The Nigerian Stock Exchange (NSE) has concluded plans to represent the resolutions that will jumpstart the process of demutualization.
It is hoped that members of the Exchange, largely stockbrokers, will at an Extraordinary General Meeting (EGM) on March 30, in Lagos, consider and if possible pass three special resolutions that are expected to enliven again the process of demutualization.
According to a media source, the EGM is expected to authorize the national council and management of the Exchange “to proceed with the process leading up to the demutualization of the Exchange as well as ratify the engagement of financial advisers, legal advisers, tax advisers and any other adviser that may be required for the demutualization of the Exchange”.
Members of the Exchange are also expected to empower the council and management of the NSE “to do all such things and exercise all such powers as may be necessary or incidental to achieving the demutualization objective subject to applicable laws and regulations and obtaining the approvals of members and the relevant regulatory authorities.

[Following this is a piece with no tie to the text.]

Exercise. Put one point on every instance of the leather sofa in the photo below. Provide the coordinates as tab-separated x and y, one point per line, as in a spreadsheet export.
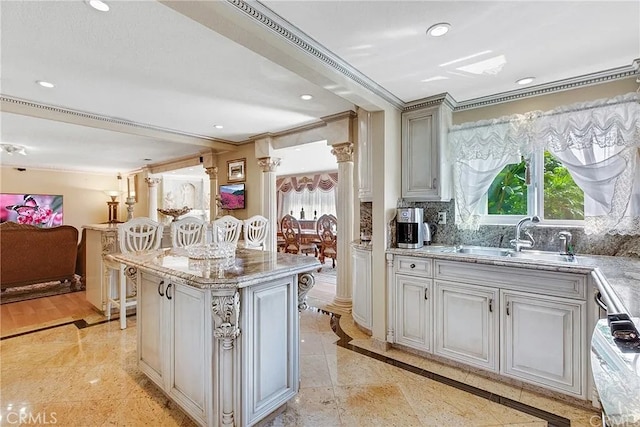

The Exchange has also embarked on intense lobby of its members to support the longstanding proposal to convert the Exchange into a public limited liability.
Recalled that the NSE was initially incorporated under the Companies Ordinance of 1958 on September 15, 1960 as a private company limited by guarantee with a share capital, it was re-registered as a company limited by guarantee without a share capital in 1990 upon the enactment of the Companies & Allied Matters Act, Cap C20, 2004, (CAMA), which replaced the Companies Ordinance (1958).
CAMA had required all companies limited by guarantee that had a share capital to be converted to companies limited by guarantee without share capital, thus the Exchange’s Memorandum of Association was duly altered and the NSE has since been a not-for-profit corporate legal entity without a shareholding structure.
The process of converting the Exchange from the not-for-profit limited by guarantee entity into a profit-making, shareholders-owned public limited liability company was launched in 2002 with the approval-in-principle of the conversion by the council of the Exchange.